I love Internet webcams. I have a program that lets me easily display a user-defined list of webcam sites from around the world. I have close to 1000 webcams programmed into the list which lets me take an around the word tour from the comfort of my desktop in just minutes.

This week’s Website of the Week is one such webcam. WildCam Africa is sponsored by the National Geographic Society. The webcam focuses on a major watering hole on the Mashatu Game Reserve in Botswana. Depending on the time of day you can see all sorts of African wildlife. In the last ten minutes I watched a crocodile, some exotic birds and some warthogs wallowing in the mud. Pretty neat!

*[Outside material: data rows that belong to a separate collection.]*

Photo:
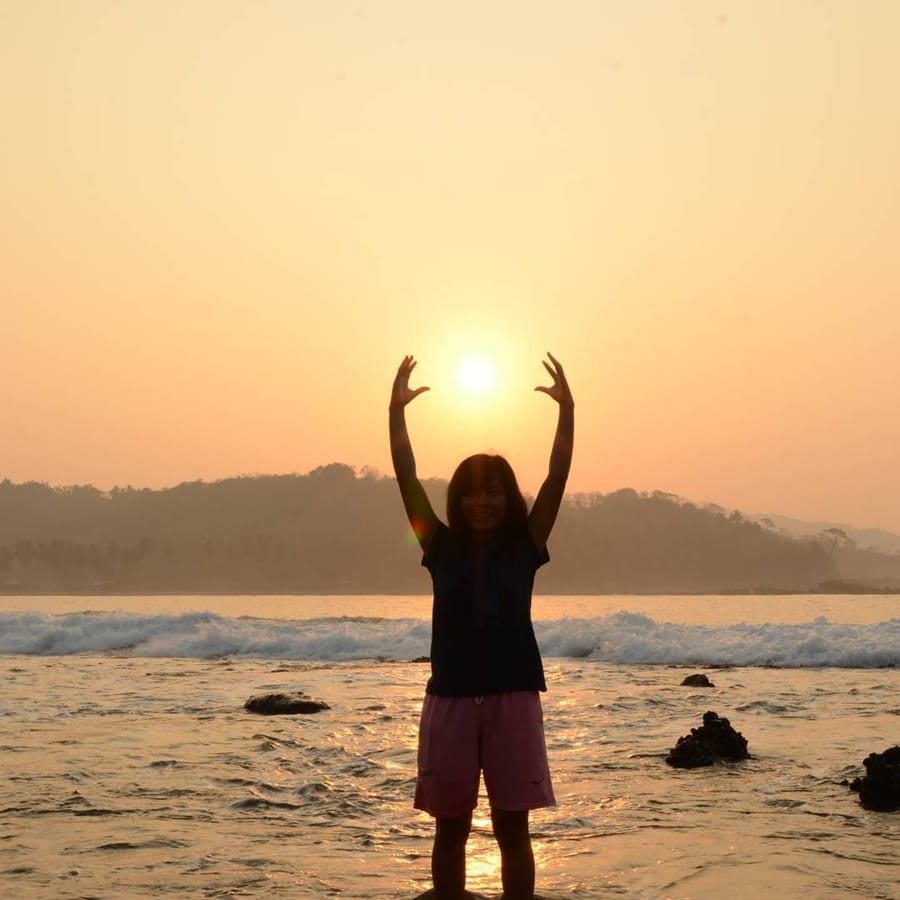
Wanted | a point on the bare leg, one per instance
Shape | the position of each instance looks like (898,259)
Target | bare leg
(448,857)
(516,856)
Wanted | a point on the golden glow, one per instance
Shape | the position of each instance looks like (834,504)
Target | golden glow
(476,375)
(224,224)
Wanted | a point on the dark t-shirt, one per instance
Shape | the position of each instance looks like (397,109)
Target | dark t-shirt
(482,641)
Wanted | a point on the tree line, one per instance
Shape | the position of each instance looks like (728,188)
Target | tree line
(338,530)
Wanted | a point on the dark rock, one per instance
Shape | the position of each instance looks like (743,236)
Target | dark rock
(715,740)
(879,788)
(284,704)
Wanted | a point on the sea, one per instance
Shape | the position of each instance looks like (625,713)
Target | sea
(130,767)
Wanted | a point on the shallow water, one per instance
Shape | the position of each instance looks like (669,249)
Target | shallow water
(134,776)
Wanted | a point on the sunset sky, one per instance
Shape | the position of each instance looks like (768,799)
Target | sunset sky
(222,225)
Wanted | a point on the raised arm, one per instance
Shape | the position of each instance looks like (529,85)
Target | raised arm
(418,507)
(546,506)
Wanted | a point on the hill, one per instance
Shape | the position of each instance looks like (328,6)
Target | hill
(336,530)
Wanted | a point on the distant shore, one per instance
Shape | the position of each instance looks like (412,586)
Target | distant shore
(828,589)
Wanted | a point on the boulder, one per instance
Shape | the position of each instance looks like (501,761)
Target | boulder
(879,788)
(293,704)
(715,740)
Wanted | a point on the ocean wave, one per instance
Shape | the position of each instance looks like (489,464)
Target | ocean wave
(626,638)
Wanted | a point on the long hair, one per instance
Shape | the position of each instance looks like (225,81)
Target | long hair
(474,472)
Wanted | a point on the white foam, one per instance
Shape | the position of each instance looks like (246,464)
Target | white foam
(628,638)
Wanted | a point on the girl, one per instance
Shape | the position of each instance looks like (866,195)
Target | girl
(482,709)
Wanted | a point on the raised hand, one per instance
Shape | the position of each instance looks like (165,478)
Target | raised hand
(559,390)
(401,392)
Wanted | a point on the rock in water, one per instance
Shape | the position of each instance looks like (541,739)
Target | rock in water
(879,788)
(284,704)
(715,740)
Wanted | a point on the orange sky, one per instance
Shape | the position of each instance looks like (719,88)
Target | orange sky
(224,223)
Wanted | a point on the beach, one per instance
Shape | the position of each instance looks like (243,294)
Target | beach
(131,768)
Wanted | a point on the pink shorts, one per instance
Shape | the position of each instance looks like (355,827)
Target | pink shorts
(499,734)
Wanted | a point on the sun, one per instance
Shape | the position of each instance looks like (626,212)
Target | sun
(476,375)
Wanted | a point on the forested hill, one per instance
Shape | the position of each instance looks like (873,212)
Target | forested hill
(334,530)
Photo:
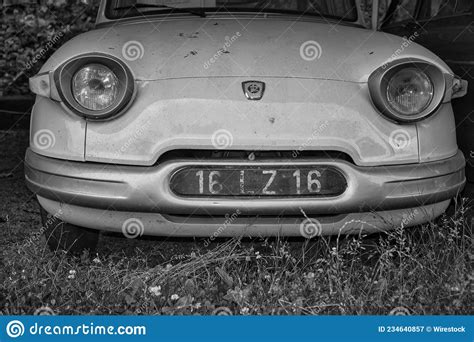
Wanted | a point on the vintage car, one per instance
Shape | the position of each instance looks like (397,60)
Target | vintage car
(446,27)
(240,118)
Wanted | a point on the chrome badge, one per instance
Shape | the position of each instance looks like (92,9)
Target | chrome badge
(253,90)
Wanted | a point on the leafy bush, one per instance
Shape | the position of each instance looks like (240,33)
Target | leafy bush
(32,31)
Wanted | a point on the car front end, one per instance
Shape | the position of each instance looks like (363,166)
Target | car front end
(243,124)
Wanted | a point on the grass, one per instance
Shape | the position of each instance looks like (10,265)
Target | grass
(425,270)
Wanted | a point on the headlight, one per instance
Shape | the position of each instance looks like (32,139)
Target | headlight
(95,86)
(407,90)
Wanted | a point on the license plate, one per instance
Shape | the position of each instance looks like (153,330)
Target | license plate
(258,181)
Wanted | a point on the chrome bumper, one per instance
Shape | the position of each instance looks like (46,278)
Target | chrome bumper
(146,189)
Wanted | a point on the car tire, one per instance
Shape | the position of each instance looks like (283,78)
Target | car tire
(67,237)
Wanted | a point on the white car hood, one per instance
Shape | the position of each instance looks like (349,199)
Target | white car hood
(205,47)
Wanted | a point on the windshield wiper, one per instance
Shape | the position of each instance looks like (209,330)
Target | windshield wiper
(201,14)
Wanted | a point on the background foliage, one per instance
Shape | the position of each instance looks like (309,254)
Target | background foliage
(37,28)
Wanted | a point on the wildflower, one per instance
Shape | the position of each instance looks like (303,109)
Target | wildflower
(155,290)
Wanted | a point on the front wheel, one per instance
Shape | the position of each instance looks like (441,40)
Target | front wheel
(67,237)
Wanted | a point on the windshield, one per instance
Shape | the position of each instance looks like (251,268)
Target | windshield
(337,9)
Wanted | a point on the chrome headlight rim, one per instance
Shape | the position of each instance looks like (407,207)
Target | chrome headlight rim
(63,78)
(379,81)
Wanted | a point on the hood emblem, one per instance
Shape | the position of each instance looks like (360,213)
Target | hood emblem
(253,90)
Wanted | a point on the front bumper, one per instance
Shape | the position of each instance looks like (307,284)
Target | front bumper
(146,189)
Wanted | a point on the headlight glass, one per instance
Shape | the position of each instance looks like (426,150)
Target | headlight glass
(410,91)
(95,87)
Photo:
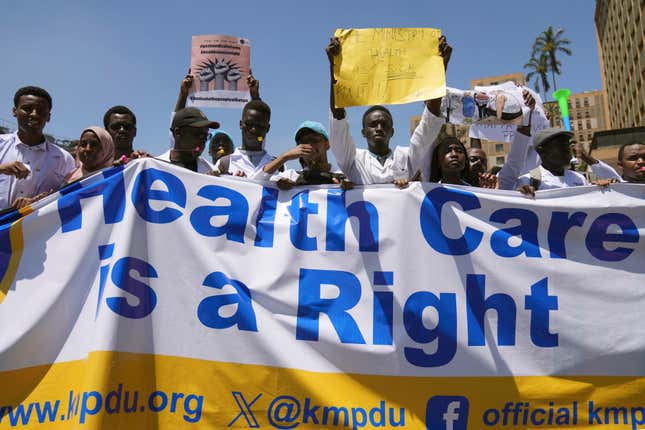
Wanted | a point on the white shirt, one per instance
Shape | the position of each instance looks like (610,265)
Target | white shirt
(522,158)
(363,167)
(203,165)
(549,181)
(48,164)
(239,161)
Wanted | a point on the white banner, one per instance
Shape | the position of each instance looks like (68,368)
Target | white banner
(241,283)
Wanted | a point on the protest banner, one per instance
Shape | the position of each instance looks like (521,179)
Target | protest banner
(220,66)
(388,66)
(490,116)
(154,297)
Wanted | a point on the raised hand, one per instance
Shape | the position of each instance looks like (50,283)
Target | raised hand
(401,183)
(15,168)
(285,184)
(488,180)
(445,51)
(205,76)
(254,86)
(527,190)
(333,49)
(232,76)
(186,83)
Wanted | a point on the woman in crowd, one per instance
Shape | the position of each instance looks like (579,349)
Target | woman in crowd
(95,151)
(450,164)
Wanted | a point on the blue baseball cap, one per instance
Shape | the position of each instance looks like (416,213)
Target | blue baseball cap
(214,134)
(314,126)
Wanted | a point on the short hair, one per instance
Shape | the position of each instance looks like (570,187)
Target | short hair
(621,150)
(375,108)
(259,106)
(32,91)
(119,110)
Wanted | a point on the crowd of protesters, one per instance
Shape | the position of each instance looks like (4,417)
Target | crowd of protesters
(32,167)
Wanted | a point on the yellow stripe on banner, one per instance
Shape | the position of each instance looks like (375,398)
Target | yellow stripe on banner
(17,246)
(136,391)
(24,211)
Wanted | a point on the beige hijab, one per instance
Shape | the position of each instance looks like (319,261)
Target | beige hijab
(105,157)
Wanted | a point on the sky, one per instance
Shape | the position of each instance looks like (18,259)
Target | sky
(91,55)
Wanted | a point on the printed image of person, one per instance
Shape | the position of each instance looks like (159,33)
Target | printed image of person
(312,144)
(379,164)
(95,151)
(30,166)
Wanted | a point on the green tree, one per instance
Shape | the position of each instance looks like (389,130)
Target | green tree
(538,69)
(551,43)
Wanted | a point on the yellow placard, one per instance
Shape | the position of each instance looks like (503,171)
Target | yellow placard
(388,66)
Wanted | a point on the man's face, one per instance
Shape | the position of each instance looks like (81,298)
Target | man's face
(220,146)
(633,163)
(452,157)
(378,130)
(318,158)
(254,125)
(478,160)
(191,140)
(556,152)
(122,129)
(88,149)
(31,113)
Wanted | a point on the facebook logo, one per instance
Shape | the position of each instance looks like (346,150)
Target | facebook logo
(447,413)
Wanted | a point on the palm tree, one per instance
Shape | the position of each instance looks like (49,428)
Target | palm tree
(539,68)
(551,43)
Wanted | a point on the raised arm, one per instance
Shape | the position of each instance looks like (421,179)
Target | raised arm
(184,88)
(254,86)
(299,151)
(517,156)
(423,140)
(340,139)
(333,51)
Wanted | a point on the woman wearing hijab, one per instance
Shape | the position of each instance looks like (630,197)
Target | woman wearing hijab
(95,151)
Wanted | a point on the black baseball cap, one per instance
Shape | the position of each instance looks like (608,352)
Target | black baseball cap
(192,117)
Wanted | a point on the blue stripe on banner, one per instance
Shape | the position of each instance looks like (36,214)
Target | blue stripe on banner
(5,249)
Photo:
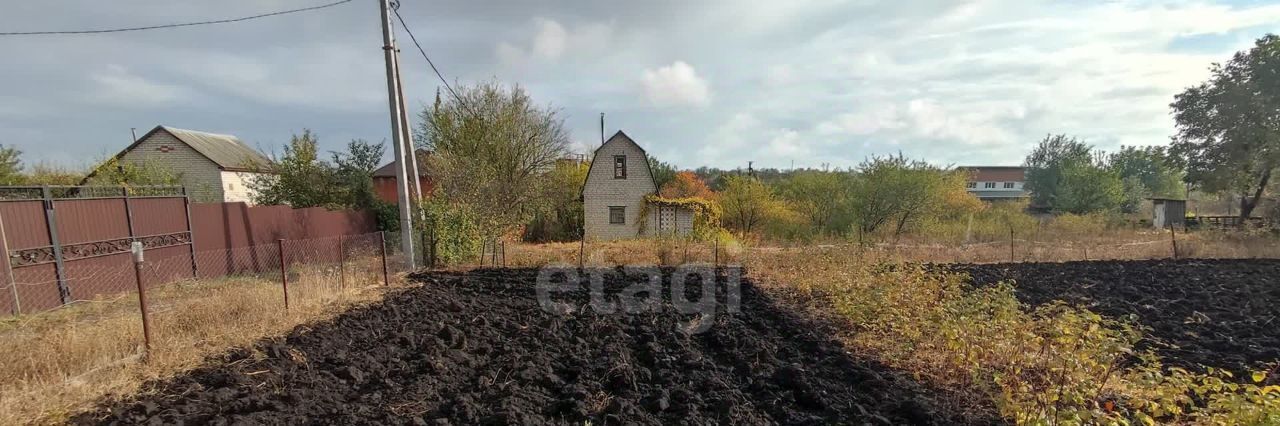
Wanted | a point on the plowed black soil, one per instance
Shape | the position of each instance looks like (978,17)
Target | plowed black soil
(475,348)
(1211,312)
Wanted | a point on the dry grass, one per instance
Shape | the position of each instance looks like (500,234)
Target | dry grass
(60,362)
(1047,247)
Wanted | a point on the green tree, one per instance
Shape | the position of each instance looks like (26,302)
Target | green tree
(1229,126)
(1047,164)
(562,219)
(10,166)
(353,172)
(492,151)
(1087,187)
(298,178)
(1151,166)
(899,192)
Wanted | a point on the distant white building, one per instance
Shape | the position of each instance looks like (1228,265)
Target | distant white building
(214,168)
(993,183)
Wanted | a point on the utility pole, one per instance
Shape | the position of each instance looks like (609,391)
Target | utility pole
(393,99)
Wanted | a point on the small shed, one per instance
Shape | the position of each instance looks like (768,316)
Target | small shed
(1166,213)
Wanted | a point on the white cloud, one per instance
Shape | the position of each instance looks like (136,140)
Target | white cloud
(551,41)
(118,86)
(676,85)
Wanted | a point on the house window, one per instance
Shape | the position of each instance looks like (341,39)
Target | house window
(617,215)
(620,166)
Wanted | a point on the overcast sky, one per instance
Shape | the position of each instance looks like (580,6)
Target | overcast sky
(695,82)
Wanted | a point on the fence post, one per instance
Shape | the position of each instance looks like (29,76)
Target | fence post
(1011,244)
(284,273)
(382,248)
(8,269)
(64,293)
(342,265)
(191,233)
(421,239)
(136,247)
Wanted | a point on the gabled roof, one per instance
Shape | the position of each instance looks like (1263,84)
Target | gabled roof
(224,150)
(618,138)
(388,170)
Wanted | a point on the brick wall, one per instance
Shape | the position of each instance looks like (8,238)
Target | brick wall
(199,174)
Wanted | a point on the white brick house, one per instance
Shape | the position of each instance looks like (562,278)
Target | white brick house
(613,196)
(214,168)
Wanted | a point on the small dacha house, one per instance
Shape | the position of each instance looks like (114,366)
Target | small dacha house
(618,196)
(214,168)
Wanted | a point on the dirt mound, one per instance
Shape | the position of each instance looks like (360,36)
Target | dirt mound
(1212,312)
(476,348)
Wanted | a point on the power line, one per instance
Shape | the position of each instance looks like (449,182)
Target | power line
(169,26)
(438,74)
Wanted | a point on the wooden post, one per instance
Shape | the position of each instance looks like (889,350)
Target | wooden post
(382,248)
(342,265)
(284,273)
(142,297)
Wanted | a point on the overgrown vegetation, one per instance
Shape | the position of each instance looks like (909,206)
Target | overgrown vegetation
(1051,365)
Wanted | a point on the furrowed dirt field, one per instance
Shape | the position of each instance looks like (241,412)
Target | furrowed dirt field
(476,348)
(1212,312)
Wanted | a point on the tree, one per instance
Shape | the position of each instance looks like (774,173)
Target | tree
(492,151)
(1087,187)
(662,172)
(746,202)
(10,165)
(1046,166)
(900,192)
(353,172)
(298,178)
(1159,174)
(1229,126)
(686,184)
(562,220)
(821,197)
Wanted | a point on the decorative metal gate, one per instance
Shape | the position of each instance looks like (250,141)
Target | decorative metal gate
(55,237)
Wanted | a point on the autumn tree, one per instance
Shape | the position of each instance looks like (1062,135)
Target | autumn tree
(1229,126)
(492,147)
(686,184)
(746,204)
(822,197)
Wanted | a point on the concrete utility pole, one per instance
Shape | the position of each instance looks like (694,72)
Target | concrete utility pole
(397,106)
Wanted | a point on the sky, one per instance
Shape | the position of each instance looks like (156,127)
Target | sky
(805,83)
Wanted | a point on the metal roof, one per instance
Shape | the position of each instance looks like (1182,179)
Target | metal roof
(228,151)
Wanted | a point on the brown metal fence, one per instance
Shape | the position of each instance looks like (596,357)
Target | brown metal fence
(72,243)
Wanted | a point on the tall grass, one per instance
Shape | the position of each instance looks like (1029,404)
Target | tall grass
(60,362)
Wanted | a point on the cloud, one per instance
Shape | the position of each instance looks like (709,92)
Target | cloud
(551,41)
(676,85)
(118,86)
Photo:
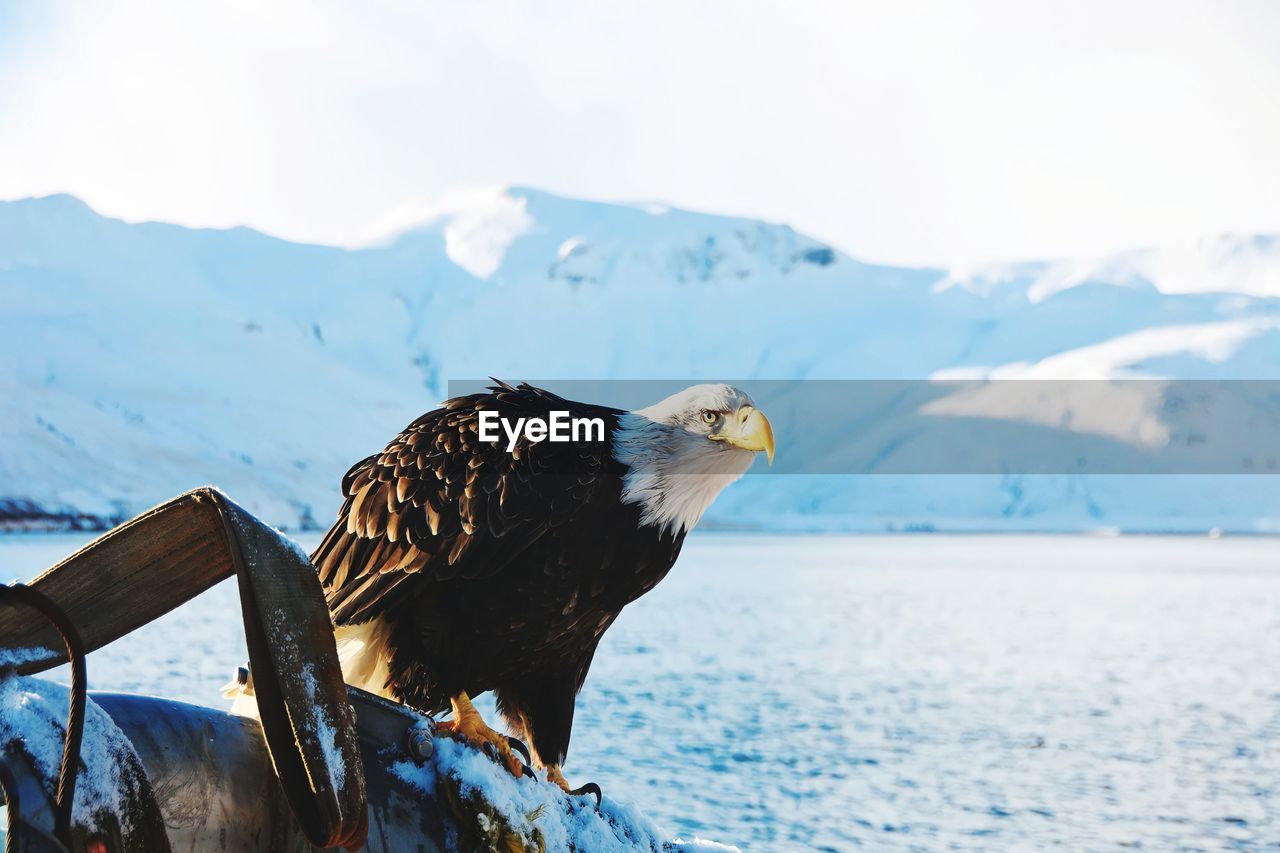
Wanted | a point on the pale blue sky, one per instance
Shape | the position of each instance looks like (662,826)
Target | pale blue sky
(909,132)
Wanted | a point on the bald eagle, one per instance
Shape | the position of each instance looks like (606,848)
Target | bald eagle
(460,566)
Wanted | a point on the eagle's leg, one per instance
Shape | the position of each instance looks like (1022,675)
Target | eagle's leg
(469,725)
(542,711)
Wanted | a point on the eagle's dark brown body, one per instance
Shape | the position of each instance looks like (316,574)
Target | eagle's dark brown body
(492,570)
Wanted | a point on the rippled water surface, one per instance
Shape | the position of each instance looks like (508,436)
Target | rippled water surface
(830,692)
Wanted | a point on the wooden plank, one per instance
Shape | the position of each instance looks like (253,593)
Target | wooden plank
(124,579)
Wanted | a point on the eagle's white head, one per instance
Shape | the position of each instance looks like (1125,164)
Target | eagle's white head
(684,450)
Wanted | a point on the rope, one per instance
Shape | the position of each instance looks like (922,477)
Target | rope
(23,594)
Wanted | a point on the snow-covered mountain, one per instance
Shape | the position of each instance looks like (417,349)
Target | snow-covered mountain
(140,360)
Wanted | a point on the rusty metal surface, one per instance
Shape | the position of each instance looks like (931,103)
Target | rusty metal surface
(216,789)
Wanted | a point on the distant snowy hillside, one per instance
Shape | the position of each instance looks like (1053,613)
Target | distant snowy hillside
(141,360)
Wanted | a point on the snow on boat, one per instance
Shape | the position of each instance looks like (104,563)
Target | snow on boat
(325,766)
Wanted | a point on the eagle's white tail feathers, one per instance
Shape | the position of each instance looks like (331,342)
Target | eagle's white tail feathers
(361,652)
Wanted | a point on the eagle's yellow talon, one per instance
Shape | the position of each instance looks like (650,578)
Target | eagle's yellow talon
(469,725)
(554,775)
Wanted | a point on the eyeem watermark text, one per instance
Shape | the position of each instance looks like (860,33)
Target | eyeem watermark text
(557,427)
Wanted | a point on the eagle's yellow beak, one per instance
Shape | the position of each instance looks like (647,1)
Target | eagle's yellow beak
(748,428)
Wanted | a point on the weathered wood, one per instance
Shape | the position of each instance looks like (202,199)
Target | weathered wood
(109,587)
(168,556)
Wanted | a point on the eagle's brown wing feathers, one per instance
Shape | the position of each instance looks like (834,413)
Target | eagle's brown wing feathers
(440,501)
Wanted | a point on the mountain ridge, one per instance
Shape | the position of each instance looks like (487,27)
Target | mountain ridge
(150,357)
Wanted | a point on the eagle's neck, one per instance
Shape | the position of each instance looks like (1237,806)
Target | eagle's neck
(672,474)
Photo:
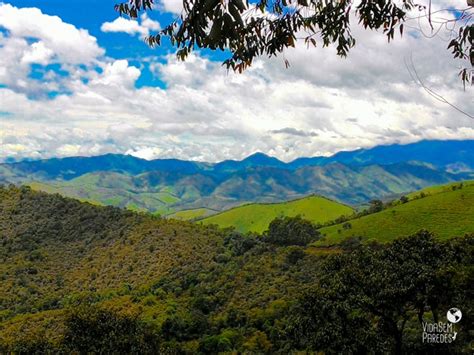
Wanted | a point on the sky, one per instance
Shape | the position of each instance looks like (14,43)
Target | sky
(76,79)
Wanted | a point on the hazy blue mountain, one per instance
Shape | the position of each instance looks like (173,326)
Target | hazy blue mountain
(450,154)
(168,185)
(252,161)
(71,167)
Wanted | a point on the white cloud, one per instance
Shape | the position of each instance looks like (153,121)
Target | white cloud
(171,6)
(70,44)
(37,53)
(320,105)
(132,27)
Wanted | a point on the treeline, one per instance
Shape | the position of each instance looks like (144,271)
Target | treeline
(258,294)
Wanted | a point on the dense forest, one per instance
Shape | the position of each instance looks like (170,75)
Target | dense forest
(82,278)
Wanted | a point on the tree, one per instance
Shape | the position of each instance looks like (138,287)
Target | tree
(291,231)
(266,27)
(366,299)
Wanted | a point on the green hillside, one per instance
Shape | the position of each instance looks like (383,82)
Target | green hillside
(436,189)
(256,217)
(193,214)
(444,211)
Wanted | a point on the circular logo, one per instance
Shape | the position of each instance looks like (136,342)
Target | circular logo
(454,315)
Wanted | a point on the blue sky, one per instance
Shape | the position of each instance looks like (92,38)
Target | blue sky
(77,80)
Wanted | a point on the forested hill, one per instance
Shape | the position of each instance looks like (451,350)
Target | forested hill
(78,278)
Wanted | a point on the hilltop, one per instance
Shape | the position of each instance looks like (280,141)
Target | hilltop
(256,217)
(446,210)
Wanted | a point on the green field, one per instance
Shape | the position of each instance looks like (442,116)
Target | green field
(192,214)
(256,217)
(445,212)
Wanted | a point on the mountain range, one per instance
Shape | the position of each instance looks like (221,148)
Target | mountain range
(168,185)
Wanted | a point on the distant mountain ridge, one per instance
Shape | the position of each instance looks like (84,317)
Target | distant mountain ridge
(168,185)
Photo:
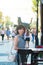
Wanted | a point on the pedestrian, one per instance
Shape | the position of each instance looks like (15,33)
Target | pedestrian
(2,33)
(8,33)
(13,34)
(19,41)
(27,38)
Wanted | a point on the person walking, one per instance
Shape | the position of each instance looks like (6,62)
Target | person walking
(8,33)
(19,41)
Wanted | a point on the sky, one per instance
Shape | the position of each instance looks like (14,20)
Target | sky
(17,8)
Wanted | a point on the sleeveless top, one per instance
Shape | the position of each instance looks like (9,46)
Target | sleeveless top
(21,42)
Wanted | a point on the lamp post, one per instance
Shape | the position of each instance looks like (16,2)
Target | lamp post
(36,37)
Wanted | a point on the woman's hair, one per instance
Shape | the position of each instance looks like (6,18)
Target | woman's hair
(20,27)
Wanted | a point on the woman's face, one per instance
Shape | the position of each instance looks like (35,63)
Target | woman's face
(21,31)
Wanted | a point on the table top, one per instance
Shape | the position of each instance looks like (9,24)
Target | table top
(33,49)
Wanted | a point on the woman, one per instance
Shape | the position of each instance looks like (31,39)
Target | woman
(2,33)
(27,38)
(8,33)
(19,41)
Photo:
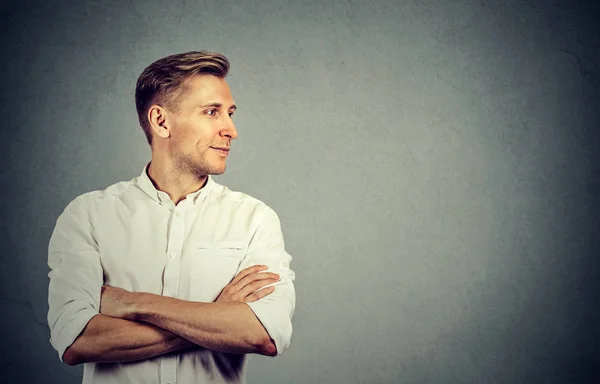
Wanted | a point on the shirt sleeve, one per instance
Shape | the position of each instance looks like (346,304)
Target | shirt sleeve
(275,310)
(76,276)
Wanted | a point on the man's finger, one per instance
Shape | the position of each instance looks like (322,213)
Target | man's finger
(255,286)
(250,279)
(259,294)
(245,272)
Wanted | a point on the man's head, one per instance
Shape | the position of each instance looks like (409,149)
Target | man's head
(184,107)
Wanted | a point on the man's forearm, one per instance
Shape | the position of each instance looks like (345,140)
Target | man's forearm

Today’s photograph shows a local watering hole of sorts. It is a picture of the beaver pond that I visit showing the beaver dam covered by the spring run off. It is flood season in our province and the Saint John River is out of it banks in a number of places.

April 24, 2008

Willow

The spring-like weather has taken a decided step backwards today with rain and the temperature around 2°c. April showers bring May flowers. The rain is supposed to turn to snow later this afternoon. This will melt right into the ground and may turn out to be what is known as “the farmer’s snow”. This is the last snow you get in the spring which is also known as “poor man’s fertilizer”.

I took this photograph a few days ago of pussy willows just beginning to blossom. Here is one of the most familiar early signs of spring. Bunches of these now surface at our farmer’s market and in the hands of little children trundling off to school. Pussy willows are really the flowers of the shrub American Pussy Willow (Salix discolour) which is native to North America.

Actually, I need to be less specific about this because here in New Brunswick there are about 30 different species of Willow (Salix spp.) which are either native or introduced from Eurasia. Willows like water and will mostly be found in wet places – along the banks of streams or creeks for instance.

The fuzzy, soft gray catkins will blossom over the next few weeks with male and female flowers on separate trees. I once saw a time-lapse video of the pussy willows blooming and it could best be summed up in one word – SPROING!

Willows are one of those plants that have proven to be important to humankind for its medicinal properties. Native North Americans used willow bark for its pain relieving properties for hundreds of years. Willows contain salicin. In the late 1800’s the German company Bayer invented acetylsalicylic acid (ASA) which has been sold ever since as Aspirin.

April 22, 2008

First

It was a very respectable spring day here today with a temperature of 18°c. On my walk in the woods I started a rabbit. It reminded me that I still have to practise walking gently through the forest. Years ago I would bash my way through the forest sending wildlife willy-nilly before me. I am better now, but it still takes a conscious effort to be at one with nature. Oh, that I could walk like an Indian.

Today’s wildflower is the very first flower that blooms here in the spring. Coltsfoot (Tussilago farfara) is a member of the Sunflower Family (Asteracceae). It is a handsome flower and you will find it now in bright yellow splashes next to roadsides and in waste places.

It is a plant that seemingly has two identities. It produces its flowering stems at this time of the year while other shoots will develop the leaves much later after the flowering stems have died down. An old name for Coltsfoot was Filius ante patrem (the son before the father), because the dandelion-like flowers appear and wither before the broad, sea-green leaves appear.

Because of the time delay between the flowers dying and the leaves appearing, you might not associate the two as belonging to the same plant. The leaves are very distinctive and are said to resemble a colt’s foot, hence the name of the plant. I will try to remember to show a photograph of the leaves later in the year.

Other common names for this plant include Coughwort, Hallfoot, Horsehoof, Ass’s Foot, Foalswort, Fieldhove, Bullsfoot, Donnhove, and the common French name is Pas d’├óne.

The botanical name, Tussilago, means ‘cough dispeller’ and the plant has been known since ancient times as one of the most popular of cough remedies. In Paris, the Coltsfoot flowers used to be painted as a sign on the doorpost of an apothecary’s shop.